Response surface methodology to determine optimal cytokine responses in human peripheral blood mononuclear cells after smallpox vaccination - PubMed (original) (raw)

Response surface methodology to determine optimal cytokine responses in human peripheral blood mononuclear cells after smallpox vaccination

Jenna E Ryan et al. J Immunol Methods. 2009.

Abstract

Feasibility, amount of sample aliquots, processing time and cost are critical considerations for optimizing and conducting assays for large-population based studies. Well designed statistical approaches that quickly identify optimal conditions for a given assay could assist efficient completion of the laboratory assays for such studies. For example, assessment of the profile of secreted cytokines is important in understanding the immune response after vaccination. To characterize the cytokine immune response following smallpox vaccination, PBMC obtained from recently vaccinated subjects were stimulated with varying doses of live or UV-inactivated vaccinia virus and cultured for up to 8 days.
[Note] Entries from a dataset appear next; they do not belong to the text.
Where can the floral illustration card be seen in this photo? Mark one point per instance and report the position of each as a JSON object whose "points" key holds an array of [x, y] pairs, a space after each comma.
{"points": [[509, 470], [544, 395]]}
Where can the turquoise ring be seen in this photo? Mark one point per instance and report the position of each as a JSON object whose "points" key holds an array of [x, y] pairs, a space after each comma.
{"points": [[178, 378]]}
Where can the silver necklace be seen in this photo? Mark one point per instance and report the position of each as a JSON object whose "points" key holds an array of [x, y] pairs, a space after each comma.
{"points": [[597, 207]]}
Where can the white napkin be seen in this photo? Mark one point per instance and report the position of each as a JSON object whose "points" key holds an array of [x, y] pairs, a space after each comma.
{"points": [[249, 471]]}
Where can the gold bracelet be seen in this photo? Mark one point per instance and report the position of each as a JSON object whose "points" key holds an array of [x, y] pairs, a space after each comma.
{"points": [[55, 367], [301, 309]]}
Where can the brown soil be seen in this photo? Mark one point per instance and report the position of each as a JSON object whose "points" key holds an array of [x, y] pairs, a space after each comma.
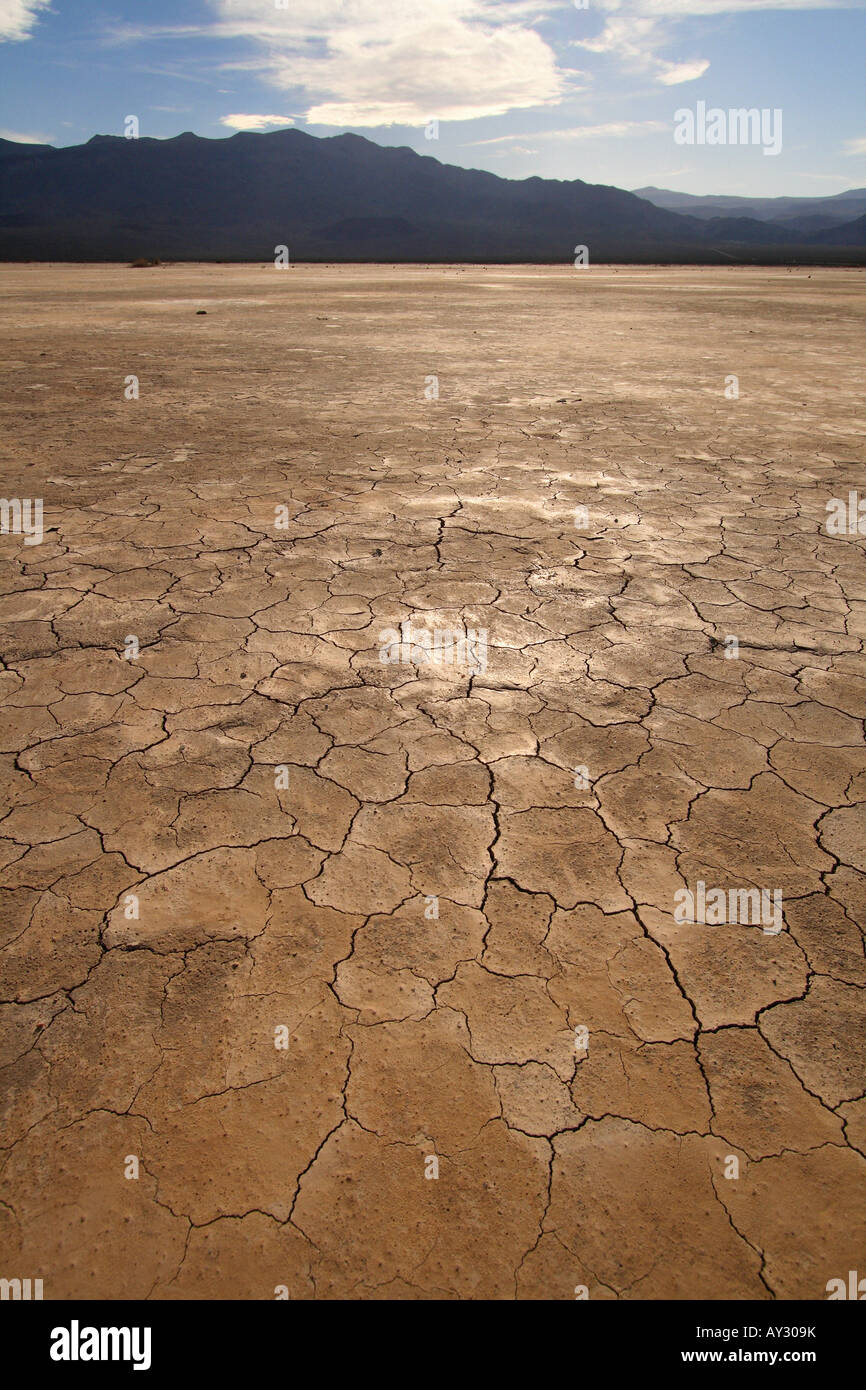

In this paper, we describe a novel statistical method to identify optimal operating conditions for length in culture and virus MOI in order to measure a panel of secreted Th1, Th2, and inflammatory cytokines. This statistical method is comprised of two components. It first identifies a subset of the possible time in culture by virus MOI combinations to be studied. It then utilizes response surface analysis techniques to predict the optimal operating conditions for the measurement of each secreted cytokine. This method was applied, and the predicted optimal combinations of length in culture and virus MOI for maximum vaccinia-specific cytokine secretion were identified. The use of the response surface methodology can be applied to the optimization of other laboratory assays; especially when the number of PBMC available limits the testing of all possible combinations of parameters.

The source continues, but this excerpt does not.